Projekt Behausung im Yukon – Kanada

von Berthold Baumann

Beim zuständigen Elektrizitätsunternehmen hatte man sogar eine Karte von Keno City, auf der unter anderem Grundstück 14 mit allen Maßen eingezeichnet war. Sie machten mir schnell einige Kopien und ich rechnete mir aus, dass mein Grundstück rund 2.400 Quadratmeter umfasste. Da in Keno City Strom lag, würde einer Versorgung mit demselben nichts im Wege stehen. Allerdings zeigte sich meine große deutsche Direktbank bei der Überweisung des Geldes recht unflexibel, weshalb ich mein Konto dort kurzerhand auflöste und den größten Teil des Geldes auf ein neu in Kanada aufgemachtes Konto überweisen ließ. Das schreibt sich jetzt recht schnell, war aber mit zahlreichen nächtlichen Telefonanrufen – der Yukon ist 9 Stunden hinter der MEZ zurück – und vielem Neu- und Umplanen verbunden.

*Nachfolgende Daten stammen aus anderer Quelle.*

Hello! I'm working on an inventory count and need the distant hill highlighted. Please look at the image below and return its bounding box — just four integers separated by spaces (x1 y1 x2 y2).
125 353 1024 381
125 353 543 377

Ab und an machte ich Urlaub von dem ganzen Bürokram und trieb mich mit Auto, Kanu oder auf Wandersfüßen in der Wildnis herum.

Das nächste Projekt war eine passende Behausung. Der erste Gedanke war natürlich ein zünftiges Blockhaus. Da ich von Natur aus mit zwei linken Händen gesegnet bin, kam ein Selber bauen nicht in Frage. Schließlich sollte ich selber darin wohnen. Also ging ich zu den örtlichen Blockhüttenbauern und hakte auch diese Möglichkeit schnell wieder ab: 20.000 Dollar sollte die kleinste Ausführung kosten. Und das war nur der Rohbau ohne Fenster und Türen, von der Einrichtung ganz zu schweigen. Die Transportkosten von Whitehorse nach Keno City waren selbstverständlich auch nicht enthalten. Also probierte ich es eine Nummer kleiner. Die McPherson-Zelte sind geräumig und sogar für den Einsatz mit einem Ofen vorgesehen. Schließlich hatten schon die alten Goldgräber Sommers wie Winters darin gelebt. Allerdings sind sie mit rund 2.000 Dollar auch nicht ganz billig.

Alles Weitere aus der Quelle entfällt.